# mortise jig



## booneii (Feb 26, 2010)

Hi everyone, can anyone tell me where I can get a free copy of the plans to build the mortise jig that was in the woodsmith #147 magazine. Thanks


----------



## Santé (Jan 14, 2010)

Hi,
Go to this address, there are plans for a mortising very practical, which may make mortises in all positions on the sides, ultimately, on already assembled stock etc. ...they are free.

Cheers

Santé


----------



## bobj3 (Jan 17, 2006)

Hi Dan

Some one did post the jig on the forum, it will take a bit of digging to find it.
Here's a video of it in action , it's a very simple jig to make.
Here's two more links you may want to check to out..

Woodsmith Magazine - Setting Up and Using the Router Jig - Video Online Extra
+++++++++
http://www.routerforums.com/jigs-fixtures/2641-mortise-tenon-jig-plunge-router.html

http://www.routerforums.com/show-n-tell/10133-birch-m-t-jig.html

========



booneii said:


> Hi everyone, can anyone tell me where I can get a free copy of the plans to build the mortise jig that was in the woodsmith #147 magazine. Thanks


----------



## rpbobb (Feb 2, 2010)

Hi Dan,

I love this. I just joined this forum and get to help on the first day. I have the plans you asked for.
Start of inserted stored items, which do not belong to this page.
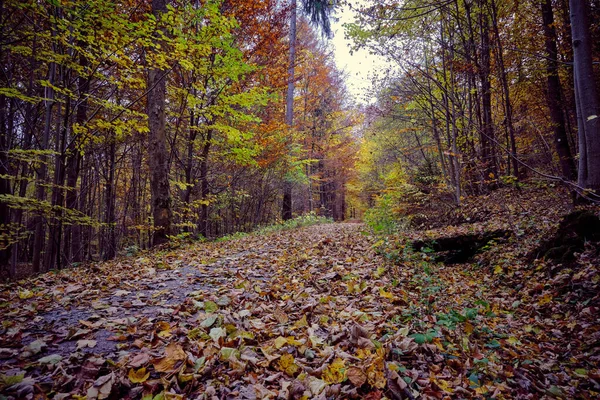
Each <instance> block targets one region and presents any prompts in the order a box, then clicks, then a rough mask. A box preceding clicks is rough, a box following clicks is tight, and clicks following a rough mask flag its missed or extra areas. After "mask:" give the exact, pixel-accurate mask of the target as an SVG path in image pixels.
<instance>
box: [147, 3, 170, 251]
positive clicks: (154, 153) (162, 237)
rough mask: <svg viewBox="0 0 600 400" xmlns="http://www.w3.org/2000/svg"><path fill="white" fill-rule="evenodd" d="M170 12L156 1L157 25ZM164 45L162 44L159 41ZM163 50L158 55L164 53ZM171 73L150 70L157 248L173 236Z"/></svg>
mask: <svg viewBox="0 0 600 400" xmlns="http://www.w3.org/2000/svg"><path fill="white" fill-rule="evenodd" d="M166 11H167V3H166V0H152V12H153V13H154V16H155V17H156V19H157V21H159V23H160V20H161V16H162V14H164V13H166ZM157 41H158V43H159V44H160V40H159V39H157ZM164 50H165V49H164V47H161V49H160V50H158V51H164ZM167 73H168V72H167V71H164V70H162V69H160V68H156V67H150V70H149V71H148V101H147V103H148V124H149V128H150V133H149V143H148V164H149V165H148V166H149V169H150V187H151V194H152V209H153V217H154V236H153V240H152V244H153V245H154V246H156V245H159V244H162V243H165V242H167V241H168V240H169V239H168V235H169V234H170V232H171V218H172V216H171V194H170V187H169V170H168V159H167V158H168V157H167V144H166V141H167V139H166V115H165V97H166V92H167V85H166V81H167V78H166V75H167Z"/></svg>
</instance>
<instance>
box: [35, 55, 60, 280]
mask: <svg viewBox="0 0 600 400" xmlns="http://www.w3.org/2000/svg"><path fill="white" fill-rule="evenodd" d="M49 69H50V71H49V73H48V82H50V84H52V85H53V84H54V81H55V74H56V64H55V63H50V67H49ZM45 92H46V93H45V94H44V97H45V98H46V100H45V108H46V110H45V116H44V132H43V136H42V146H41V147H42V150H47V149H48V145H49V143H50V130H51V128H52V109H53V108H54V89H52V86H47V87H46V88H45ZM47 162H48V157H47V156H45V155H43V156H41V157H40V166H39V169H38V173H37V187H36V197H37V200H38V201H40V202H42V201H45V200H46V180H47V175H48V165H47ZM45 225H46V218H45V217H44V216H43V215H38V216H37V217H36V218H35V234H34V237H33V270H34V271H35V272H42V270H41V261H42V252H43V250H44V242H45V237H46V229H45Z"/></svg>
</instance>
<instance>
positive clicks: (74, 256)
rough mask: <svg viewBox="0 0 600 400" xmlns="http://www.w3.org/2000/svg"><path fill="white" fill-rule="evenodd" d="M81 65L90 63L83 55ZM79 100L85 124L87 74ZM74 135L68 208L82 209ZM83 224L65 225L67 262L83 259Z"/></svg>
mask: <svg viewBox="0 0 600 400" xmlns="http://www.w3.org/2000/svg"><path fill="white" fill-rule="evenodd" d="M79 62H80V65H81V66H83V67H85V66H87V65H88V61H87V59H86V58H85V57H84V56H83V55H82V56H81V57H80V61H79ZM77 86H78V91H79V100H78V105H77V111H76V112H75V123H76V124H77V125H79V126H83V125H85V123H86V120H87V110H88V100H87V94H88V92H89V88H90V80H89V79H88V78H87V77H85V76H79V78H78V82H77ZM71 133H72V134H73V137H72V138H71V141H70V143H69V147H68V151H67V157H68V158H67V188H68V190H67V196H66V197H67V204H66V206H67V208H68V209H70V210H80V211H83V210H81V209H79V208H78V207H77V206H78V201H77V180H78V179H79V172H80V169H81V158H82V155H81V149H80V148H79V137H78V135H79V134H78V133H75V132H73V131H72V130H71ZM80 232H81V226H80V225H79V224H71V225H67V226H66V227H65V240H64V241H65V243H64V257H65V262H66V263H73V262H80V261H81V251H80V247H81V238H80Z"/></svg>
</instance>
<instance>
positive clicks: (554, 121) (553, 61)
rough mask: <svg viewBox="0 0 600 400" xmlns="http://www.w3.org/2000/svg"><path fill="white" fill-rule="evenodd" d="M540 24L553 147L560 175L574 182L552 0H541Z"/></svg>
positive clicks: (573, 170) (574, 176) (573, 166)
mask: <svg viewBox="0 0 600 400" xmlns="http://www.w3.org/2000/svg"><path fill="white" fill-rule="evenodd" d="M541 11H542V23H543V28H544V38H545V47H546V56H547V57H548V58H547V61H546V76H547V78H546V79H547V90H548V91H547V94H546V97H547V99H546V100H547V103H548V109H549V110H550V118H551V120H552V129H553V130H554V145H555V146H556V152H557V153H558V158H559V161H560V167H561V170H562V174H563V176H564V177H565V178H566V179H569V180H575V179H576V170H575V162H574V160H573V156H572V155H571V149H570V148H569V138H568V136H567V130H566V129H565V118H564V114H563V110H562V106H561V104H562V90H561V87H560V80H559V77H558V61H557V59H558V50H557V46H556V29H555V27H554V12H553V11H552V0H542V2H541Z"/></svg>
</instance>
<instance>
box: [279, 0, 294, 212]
mask: <svg viewBox="0 0 600 400" xmlns="http://www.w3.org/2000/svg"><path fill="white" fill-rule="evenodd" d="M290 7H291V14H290V57H289V66H288V90H287V95H286V109H285V123H286V124H287V125H288V127H289V129H290V133H289V134H290V135H291V134H292V132H291V131H292V127H293V126H294V85H295V82H294V70H295V64H296V13H297V1H296V0H292V1H291V2H290ZM291 141H292V138H291V137H288V139H287V142H288V151H289V150H290V147H291V146H290V145H291ZM292 207H293V204H292V182H291V180H290V179H289V178H286V179H284V182H283V208H282V213H281V217H282V218H283V219H284V220H288V219H291V218H292Z"/></svg>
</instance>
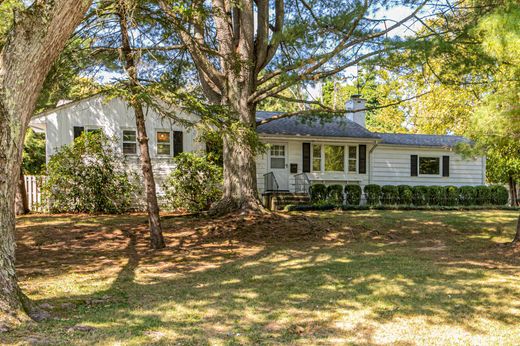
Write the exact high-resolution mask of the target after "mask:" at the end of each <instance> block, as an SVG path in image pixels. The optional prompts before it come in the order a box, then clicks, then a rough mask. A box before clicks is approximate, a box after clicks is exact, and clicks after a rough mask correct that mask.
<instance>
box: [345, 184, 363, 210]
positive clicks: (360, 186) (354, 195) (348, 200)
mask: <svg viewBox="0 0 520 346" xmlns="http://www.w3.org/2000/svg"><path fill="white" fill-rule="evenodd" d="M345 195H346V196H347V197H346V200H347V204H348V205H359V204H360V203H361V186H359V185H346V186H345Z"/></svg>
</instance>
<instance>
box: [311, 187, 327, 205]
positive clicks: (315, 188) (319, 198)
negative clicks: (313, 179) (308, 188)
mask: <svg viewBox="0 0 520 346" xmlns="http://www.w3.org/2000/svg"><path fill="white" fill-rule="evenodd" d="M309 194H310V196H311V202H312V203H317V202H319V201H325V200H327V187H326V186H325V185H324V184H312V185H311V186H310V188H309Z"/></svg>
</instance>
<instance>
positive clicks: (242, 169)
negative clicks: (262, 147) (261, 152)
mask: <svg viewBox="0 0 520 346" xmlns="http://www.w3.org/2000/svg"><path fill="white" fill-rule="evenodd" d="M243 100H247V96H243V97H240V98H239V99H238V100H237V101H236V102H235V103H234V105H235V107H234V108H235V109H234V110H233V111H235V112H236V115H235V116H236V117H237V119H236V120H237V121H238V122H239V124H240V127H239V128H238V129H234V131H228V132H227V133H226V134H224V136H223V142H224V143H223V145H224V148H223V165H224V191H223V192H224V193H223V197H222V199H221V200H220V201H219V202H218V203H216V204H215V206H214V207H213V208H212V212H213V213H214V214H225V213H228V212H232V211H240V212H247V213H251V212H253V213H258V212H260V213H263V212H265V209H264V207H263V206H262V204H261V202H260V199H259V197H258V189H257V177H256V153H257V151H258V150H257V148H255V147H254V142H255V140H254V137H253V136H255V135H256V133H255V127H256V119H255V108H254V107H252V106H250V105H248V104H247V103H246V102H243Z"/></svg>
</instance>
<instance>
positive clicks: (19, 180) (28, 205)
mask: <svg viewBox="0 0 520 346" xmlns="http://www.w3.org/2000/svg"><path fill="white" fill-rule="evenodd" d="M15 212H16V215H25V214H28V213H29V212H30V210H29V200H28V199H27V190H26V189H25V177H24V175H23V170H22V169H20V178H19V179H18V191H16V199H15Z"/></svg>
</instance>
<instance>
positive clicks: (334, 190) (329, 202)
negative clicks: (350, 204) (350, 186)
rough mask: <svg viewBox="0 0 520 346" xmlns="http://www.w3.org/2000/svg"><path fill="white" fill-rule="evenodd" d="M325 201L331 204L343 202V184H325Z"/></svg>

For some reason I couldn't upload the single file, so I uploaded each page. Hope it works.

Bob


----------



## Santé (Jan 14, 2010)

Hi 
Yes, this is a good jig, my criticism of him is that you will lose 3 / 4 "deep mortise. With mine, the base of the router is directly on the stock.

Cheers
Santé


----------



## bobj3 (Jan 17, 2006)

Hi Bob

Thanks for the PDF FILES ,you can capture it in (Adobe reader 8.0) and then save it as a jpg file then up load it,but the forum will not take big PDF files.

=====



Back to the Wood said:


> Hi Dan,
> 
> I love this. I just joined this forum and get to help on the first day. I have the plans you asked for.
> 
> ...


----------



## booneii (Feb 26, 2010)

Thank You very much Bob I have been looking for a while and you came through. I too just recently joined this fourm and I find it very helpfull. Again thanks, Dan


----------



## Dr.Zook (Sep 10, 2004)

Bob, welcome to the RouterForums. Thanks for becoming a member of the community.


----------



## sofasurfer (May 30, 2009)

Sante. I can't find the plans you mentioned above.


----------



## Santé (Jan 14, 2010)

Hi,
This one will go
http://www.lescopeaux.asso.fr/Techniques/Docs/Sante_Mortaise_a_la_defonceuse.pdf

Santé

I tryed: it is good !


----------



## APOPISO (Dec 13, 2011)

Hello to all members. I have recently joined and am very happy to be able to read other woodworkers comments and replies. I recently saw a vertical mortising jig " godzilla" on garage woodworks. This is a simpler version of the one made by a excellent jig designer on woodgears. These jigs are lever controlled and look amazing for one to build. This would be a challenge to me to build. If anyone has a free copy of either of these plans i would be eternally greatful if i could get a copy.if there are any plans that i could help with i would gladly assist anyone in sending them to you guys.
Many thanks for this amazing platform for the woodworkers.
Kindest regards to all.


----------



## Tazkb (Oct 14, 2011)

I believe my slot mortise jig was the simple way of doing it and you can modify it as much as you need to for any particular job
this was my mortise/slot jig, i now have stops either side that adjust in and out
http://www.routerforums.com/jigs-fixtures/31858-first-attempt-home-made-jig.html
I don't think you could make it any simpler if you tried but you can modify it and make it more complex, I just clamp the timber to the upright/backboard then set the Aluminium bars to the right width, then the side stops slide in or out for the slot length, job done. there is a center mark although it's difficult to see but it's a "v" on both Ali bars so you can easily center your mortise, a tenon can also be cut as long as you place a piece of timber behind your stock so you can route round the outside of the jig


----------